Жизнь Иисуса
Шрифт:
Коренное различие между Иисусом Иоаннова евангелия и Иисусом синоптических евангелий, по мнению Бретшнейдера, сказывается прежде всего в его речах. В первых трех евангелиях Иисус изображается истинно народным наставником, который борется против ложных учений, противореча истинному благочестию и морали его соотечественников, в особенности против фарисейского духа внешней условности, и который настаивает на чистоте помыслов, стремлении к богоподобию и всеобщем человеколюбии и излагает свое учение в столь ясной и естественной и вместе с тем искренней и разнообразной форме, что оно понятно, привлекательно и убедительно для всех слоев населения. Этот народный учитель-практик в четвертом евангелии обращается в изощренного метафизика, который в беседах своих говорит не столько о благочестии и добродетели, сколько о высоком значении своей собственной личности, а эта личность изображается не в соответствии с национальной идеей Мессии, а в духе александрийского учения о Логосе, которое изложено евангелистом в прологе. В то же время речи Иисуса здесь так непонятны и двусмысленны, а поучения так холодны, искусственны и монотонны и тон их так суров, как будто он вознамерился не привлекать к себе людей, а отталкивать их от себя. Из этих двух несовместимых изображений Иисуса, по мнению Бретшнейдера, первое выделяется внутренней
Если такое решительное отрицание подлинности и аутентичности четвертого евангелия вызвало большой переполох среди большинства теологов, но не произвело глубокого и длительного впечатления на них, то этому не следует удивляться, так как привязанность к церковному преданию весьма широко распространена и упряма, а сочувствие к критике и анализу - явление весьма редкое.
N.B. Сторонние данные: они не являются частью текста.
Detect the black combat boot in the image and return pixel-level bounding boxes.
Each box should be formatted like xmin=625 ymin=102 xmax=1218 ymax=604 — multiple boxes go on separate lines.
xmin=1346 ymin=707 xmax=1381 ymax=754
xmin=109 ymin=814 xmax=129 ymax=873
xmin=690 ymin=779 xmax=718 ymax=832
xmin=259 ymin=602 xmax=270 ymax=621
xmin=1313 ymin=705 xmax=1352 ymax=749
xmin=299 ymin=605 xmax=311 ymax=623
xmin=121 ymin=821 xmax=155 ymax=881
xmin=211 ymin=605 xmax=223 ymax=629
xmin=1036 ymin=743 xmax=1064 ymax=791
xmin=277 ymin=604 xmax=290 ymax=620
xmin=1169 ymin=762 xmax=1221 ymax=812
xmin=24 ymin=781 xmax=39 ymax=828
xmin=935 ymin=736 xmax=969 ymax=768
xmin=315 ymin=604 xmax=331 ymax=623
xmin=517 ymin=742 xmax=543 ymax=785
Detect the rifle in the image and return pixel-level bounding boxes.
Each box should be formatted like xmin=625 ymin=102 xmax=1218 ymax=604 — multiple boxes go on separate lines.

С другой стороны, сам Бретшнейдер заявлял позже, что цель его "Пробабилий" достигнута и сомнения его разрешены после того, как произошел обмен мнениями по поводу его книги; и такое заявление автора тоже понятно, ибо его теологическая точка зрения вообще не отличалась глубиной, и сам он отнюдь не собирался принять на себя все последствия своей критики Иоаннова евангелия. А если даже и такой человек, как Шлейермахер, заявлял, что к критике Бретшнейдера он отнесся равнодушно, так как подобные рассуждения хотя и не излишни, но не имеют существенного значения и лично его мало интересуют, то это лишь свидетельствует о том, как предубежден был даже этот проницательный критик по данному пункту и как субъективна была его собственная критика вообще. Подобно тому как Откровение Иоанна он, наперекор авторитетным свидетельствам, признавал подложным, ибо по содержанию и форме оно противоречило его собственному духу, так и относительно Иоаннова евангелия он с легким сердцем заявлял, что выдвинутые против него сомнения и подозрения несущественны, ибо он сам симпатизировал этому труду. Христос Евангелия от Иоанна, сознающий в себе Бога-Отца и отождествляющий себя с ним, говорящий и действующий не от своего лица, а от имени Бога-Отца,- такой Христос вполне соответствовал религиозному идеалу Шлейермахера, тому сознанию божества, которое в свободном проявлении себя равносильно бытию Бога в человеке. Следовательно, Иоанново евангелие являлось тем орудием, посредством которого Шлейермахер соединял современное благочестие с христианством, и чем нужнее ему это соединение, тем менее он мог мириться с такими возражениями, в которых отвергалось это евангелие в качестве источника истинного познания Христа.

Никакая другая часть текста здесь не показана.